副热带青蟹
生物
人口
基因组
遗传学
基因组大小
进化生物学
生态学
动物
基因
社会学
人口学
作者
Ming Zhao,Wei Wang,Fengying Zhang,Chunyan Ma,Zhi-Qiang Liu,Meidi‐Huang Yang,Wei Chen,Qingsong Li,Ming-Shu Cui,Keji Jiang,Chunlei Feng,Jiong-Tang Li,Lingbo Ma
标识
DOI:10.1111/1755-0998.13332
摘要
Abstract Mud crabs, found throughout the Indo‐Pacific region, are coastal species that are important fisheries resources in many tropical and subtropical Asian countries. Here, we present a chromosome‐level genome assembly of a mud crab ( Scylla paramamosain ). The genome is 1.55 Gb (contig N50 191 kb) in length and encodes 17,821 proteins. The heterozygosity of the assembled genome was estimated to be 0.47%. Effective population size analysis suggested that an initial large population size of this species was maintained until 200 thousand years ago.

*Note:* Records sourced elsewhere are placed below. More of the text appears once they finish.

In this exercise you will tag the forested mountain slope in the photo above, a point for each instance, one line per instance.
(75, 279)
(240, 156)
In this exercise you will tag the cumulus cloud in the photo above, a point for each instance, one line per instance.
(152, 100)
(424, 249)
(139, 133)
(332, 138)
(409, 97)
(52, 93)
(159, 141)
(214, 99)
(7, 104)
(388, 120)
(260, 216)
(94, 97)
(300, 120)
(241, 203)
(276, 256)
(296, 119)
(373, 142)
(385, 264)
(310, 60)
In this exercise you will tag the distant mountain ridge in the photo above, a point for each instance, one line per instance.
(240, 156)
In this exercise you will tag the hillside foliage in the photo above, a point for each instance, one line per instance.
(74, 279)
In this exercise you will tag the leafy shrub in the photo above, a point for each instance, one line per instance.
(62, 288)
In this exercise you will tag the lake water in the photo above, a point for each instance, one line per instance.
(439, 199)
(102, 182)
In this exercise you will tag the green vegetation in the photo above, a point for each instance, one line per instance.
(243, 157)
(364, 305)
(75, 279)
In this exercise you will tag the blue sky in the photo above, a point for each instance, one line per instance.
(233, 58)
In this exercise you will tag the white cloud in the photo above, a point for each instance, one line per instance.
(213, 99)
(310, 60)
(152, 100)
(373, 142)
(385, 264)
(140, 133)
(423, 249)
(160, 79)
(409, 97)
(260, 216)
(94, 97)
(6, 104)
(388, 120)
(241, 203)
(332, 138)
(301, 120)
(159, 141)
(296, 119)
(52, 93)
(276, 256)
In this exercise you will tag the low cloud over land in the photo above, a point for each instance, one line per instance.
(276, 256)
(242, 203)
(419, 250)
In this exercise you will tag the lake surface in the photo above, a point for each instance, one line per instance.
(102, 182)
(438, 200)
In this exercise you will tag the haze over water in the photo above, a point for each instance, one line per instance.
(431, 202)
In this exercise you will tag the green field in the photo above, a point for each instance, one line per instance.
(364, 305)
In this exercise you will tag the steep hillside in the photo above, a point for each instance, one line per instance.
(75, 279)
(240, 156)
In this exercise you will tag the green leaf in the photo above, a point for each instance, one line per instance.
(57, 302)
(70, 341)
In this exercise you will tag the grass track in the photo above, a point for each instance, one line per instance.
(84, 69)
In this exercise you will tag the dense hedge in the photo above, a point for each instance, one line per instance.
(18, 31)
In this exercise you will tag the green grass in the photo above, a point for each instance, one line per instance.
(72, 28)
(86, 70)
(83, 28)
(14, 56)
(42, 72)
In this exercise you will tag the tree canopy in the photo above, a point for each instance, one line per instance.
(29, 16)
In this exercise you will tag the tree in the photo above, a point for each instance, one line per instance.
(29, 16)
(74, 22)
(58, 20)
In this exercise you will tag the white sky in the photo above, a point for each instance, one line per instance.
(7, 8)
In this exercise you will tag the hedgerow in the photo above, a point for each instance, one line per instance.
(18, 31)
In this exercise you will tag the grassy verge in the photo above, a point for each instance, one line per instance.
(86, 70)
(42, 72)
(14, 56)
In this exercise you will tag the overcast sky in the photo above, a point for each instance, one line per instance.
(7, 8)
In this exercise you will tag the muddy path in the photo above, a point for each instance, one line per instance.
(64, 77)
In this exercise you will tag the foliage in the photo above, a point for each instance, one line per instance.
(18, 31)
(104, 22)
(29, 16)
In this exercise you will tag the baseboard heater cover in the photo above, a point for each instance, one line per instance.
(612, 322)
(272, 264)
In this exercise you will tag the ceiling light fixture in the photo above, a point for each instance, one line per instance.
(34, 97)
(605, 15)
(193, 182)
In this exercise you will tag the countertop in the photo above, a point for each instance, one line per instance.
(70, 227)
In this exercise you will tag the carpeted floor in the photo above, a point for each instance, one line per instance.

The contraction of cuticle protein and opsin genes compared with Litopenaeus vannamei is assumed to be correlated with shell hardness and light perception ability, respectively. Furthermore, the analysis of three chemoreceptor gene families, the odorant receptor (OR), gustatory receptor (GR) and ionotropic receptor (IR) families, suggested that the mud crab has no OR genes and shows a contraction of GR genes and expansion of IR genes. The numbers of the three gene families were similar to those in three other decapods but different from those in two nondecapods and insects. In addition, IRs were more diversified in decapods than in nondecapod crustaceans, and most of the expanded IRs in the mud crab genome were clustered with the antennal IR clades. These findings suggested that IRs might exhibit more diverse functions in decapods than in nondecapods, which may compensate for the smaller number of GR genes. Decoding the S. paramamosain genome not only provides insight into the genetic changes underpinning ecological traits but also provides valuable information for improving the breeding and aquaculture of this species.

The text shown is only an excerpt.